Que pensez-vous de la démission de Lucien Bouchard? Croyez-vous que le Québec sera indépendant un jour?

Bien à vous,
Jacques Malo

 

       

 

       

Charles de Gaulle

      Cher Monsieur Malo,

Comme vous le savez sans doute, je suis prisonnier d'un temps, le mien, qui m'interdit de me faire le témoin du vôtre. Je n'ai donc l'honneur de connaître ni Monsieur Bouchard, ni les raisons qui l'ont poussé à démissionner. Mais je puis vous dire ceci: s'il faut indéniablement du courage pour songer conquérir le pouvoir et pour y parvenir, rendre ce pouvoir nécessite sans doute plus encore. S'il faut d'excellentes raisons pour se résoudre à combattre, il en faut de meilleures encore pour vouloir quitter l'arène. Aussi, je suis certain que votre Premier Ministre avait des raisons qu'il vous faut respecter.
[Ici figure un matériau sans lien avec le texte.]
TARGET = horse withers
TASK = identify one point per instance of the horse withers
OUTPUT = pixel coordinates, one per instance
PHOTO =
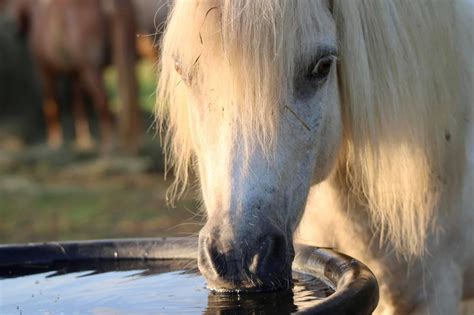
(336, 123)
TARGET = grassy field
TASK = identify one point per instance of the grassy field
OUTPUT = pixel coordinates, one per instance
(97, 198)
(63, 195)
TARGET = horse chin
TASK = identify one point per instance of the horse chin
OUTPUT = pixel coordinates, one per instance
(226, 288)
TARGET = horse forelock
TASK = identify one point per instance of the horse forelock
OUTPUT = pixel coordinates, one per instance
(400, 85)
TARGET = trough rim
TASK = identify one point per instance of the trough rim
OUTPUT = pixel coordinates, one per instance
(356, 288)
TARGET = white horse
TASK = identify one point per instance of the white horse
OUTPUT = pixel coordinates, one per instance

Pour ce qui concerne le Québec, comment ne pas croire, s'il le décide, qu'un jour, il sera libre? Certes, je ne suis pas devin, mais comme je sais que l'URSS redeviendra la Russie Éternelle avant que le XXème siècle ne s'éteigne, je n'ai guère de doute que le Québec, si telle est bien la volonté de son peuple, s'émancipera et prendra toute sa place au sein de l'ensemble nord-américain. Et c'est une place à part que la vôtre, celle d'un peuple dont l'héritage francophone est déjà un gage de grandeur, ce mot dont la langue anglaise ignore superbement jusqu'au sens profond.

Je pense à Mary Shelley et son Frankenstein et je ne peux me soustraire à l'idée que la relation qu'entretiennent l'Europe et l'Amérique du Nord est placée sous le même signe: le créateur, le Vieux Continent, et la créature qui le dépasse, le Nouveau continent.

Si l'Amérique est bien la créature dénaturée de l'Europe, alors le Québec doit en être le coeur par-delà la raison du profit.